The fans didn't boo as they might have, but they were aware that the result was not vital and very few of Saturday's starting XI will be at the club in August.

Only Patrick Collins and Julian Joachim are under contract for next season so, with Penney having promised big changes, most of the team may have had one eye on protecting their own futures.

A player suspecting he is soon to be without a club doesn't want to get injured when he knows he'll have trial games ahead for potential employers.

Asked if a lack of motivation could have been a factor, Penney said: "You would have to ask the players that. There weren't many out of contract who started the game."

The supporters may not have showed much annoyance, but Penney was far from satisfied.

He said: "It wasn't good enough. Until the sending off, I felt we held our own but then we showed a lot of naivetà that we have in the team. The goal and going down to ten men really did knock us tremendously and the result shows that.

"Mark Phillips was carrying an injury but whatever I say is going to sound like excuses. We weren't good enough.

"We were ragged and we lost our shape. The game just summed up what's happened in the time I have been here.

"We conceded some awful goals and that's been the downfall of us all season."

Horwood saw red for knocking Liam Dickinson to the ground when through on goal, leaving Anthony Elding to put County deservedly ahead from the penalty spot.
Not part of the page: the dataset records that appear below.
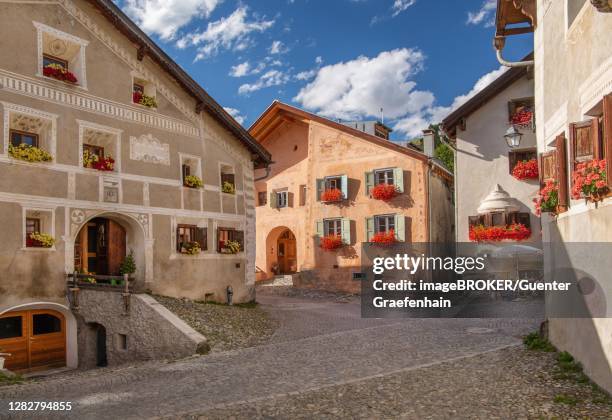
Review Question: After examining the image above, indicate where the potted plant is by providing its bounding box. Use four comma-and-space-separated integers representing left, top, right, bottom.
43, 63, 79, 85
372, 184, 399, 201
533, 181, 559, 216
370, 229, 397, 246
321, 188, 343, 203
319, 235, 344, 251
26, 232, 55, 248
183, 175, 204, 188
572, 159, 610, 204
8, 143, 53, 162
512, 159, 539, 181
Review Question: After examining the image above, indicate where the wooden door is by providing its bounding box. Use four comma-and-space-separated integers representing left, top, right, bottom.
0, 310, 66, 372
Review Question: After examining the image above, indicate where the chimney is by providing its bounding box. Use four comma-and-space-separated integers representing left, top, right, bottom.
423, 128, 435, 157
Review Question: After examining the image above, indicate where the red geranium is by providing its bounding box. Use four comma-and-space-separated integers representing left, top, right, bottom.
321, 188, 342, 201
512, 159, 539, 180
372, 184, 398, 201
572, 159, 608, 202
43, 64, 78, 84
470, 223, 531, 242
320, 235, 344, 251
370, 229, 397, 246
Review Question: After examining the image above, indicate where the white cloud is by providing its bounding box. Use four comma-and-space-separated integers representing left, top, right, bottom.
230, 61, 251, 77
123, 0, 222, 40
467, 0, 497, 27
294, 48, 434, 119
238, 70, 290, 95
391, 0, 416, 17
268, 41, 289, 54
176, 6, 274, 61
223, 106, 246, 125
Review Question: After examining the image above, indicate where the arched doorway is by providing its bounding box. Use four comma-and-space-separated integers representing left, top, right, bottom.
74, 217, 127, 276
0, 309, 66, 372
276, 229, 297, 274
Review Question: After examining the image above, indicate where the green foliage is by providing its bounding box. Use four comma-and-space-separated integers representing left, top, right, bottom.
119, 250, 136, 274
523, 333, 555, 352
8, 143, 53, 162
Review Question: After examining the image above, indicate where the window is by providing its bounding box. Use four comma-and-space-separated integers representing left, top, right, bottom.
374, 215, 395, 233
508, 149, 538, 174
10, 130, 38, 147
257, 191, 268, 206
32, 314, 62, 335
217, 227, 244, 252
176, 225, 208, 253
323, 219, 342, 236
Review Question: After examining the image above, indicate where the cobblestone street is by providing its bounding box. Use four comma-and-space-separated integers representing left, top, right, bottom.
0, 293, 608, 419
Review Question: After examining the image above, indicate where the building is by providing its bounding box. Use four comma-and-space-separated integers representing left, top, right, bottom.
0, 0, 270, 370
495, 0, 612, 391
249, 102, 454, 292
442, 59, 542, 251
Many teams, after having a player sent off, have found strength in adversity. But not Darlington. They crumbled, seemingly accepting defeat as inevitable.

Penney switched to 3-4-2 and after the break Darlington started brightly, until David Poole suddenly capitlised on slack defending to make it 2-0.

Debutant Darlington defender Kevin Burgess, on at the break, allowed the ball to slip through his legs, Sam Russell fumbled it and Poole tapped home. Game over with 40 minutes to play.

It was 3-0 12 minutes later. Neil Wainwright lost possession near the halfway line, the ball was quickly played through a flat-footed Quakers defence, hoping to see an offside flag, for Dickinson to shoot past Russell.

The respective humiliation and jubilation levels soon increased when more slack marking allowed Poole to run through the home defence to meet Tes Bramble's pass and make it 4-0.

The final goal, which sparked a mass exodus, came ten minutes from time, Elding tapping into an empty net after Russell parried Tommy Rowe's effort.

But soon the mood changed entirely when news filtered through that play-off chasing Bristol Rovers had taken the lead against Hartlepool United, thus depriving Pools of the League Two title and Stockport of seventh place.

It brought smiles to the faces of disgruntled Darlington fans and stunned Stockport supporters who had been singing of going to Wembley.

If Pools' defeat provided a crumb of comfort for Darlington fans it was not enough to wipe away the memory of a hugely disappointing season, so now it's up to Penney to lift spirits with his squad rebuilding.

"Unfortunately the result is going to be the lasting memory that they take away with them for the summer," he admitted.

"But you've got to look at the bigger picture - we've only lost five in 21 matches. If you carried that on for a whole season you'd be near the top of the table so I hope people trust in what we're doing."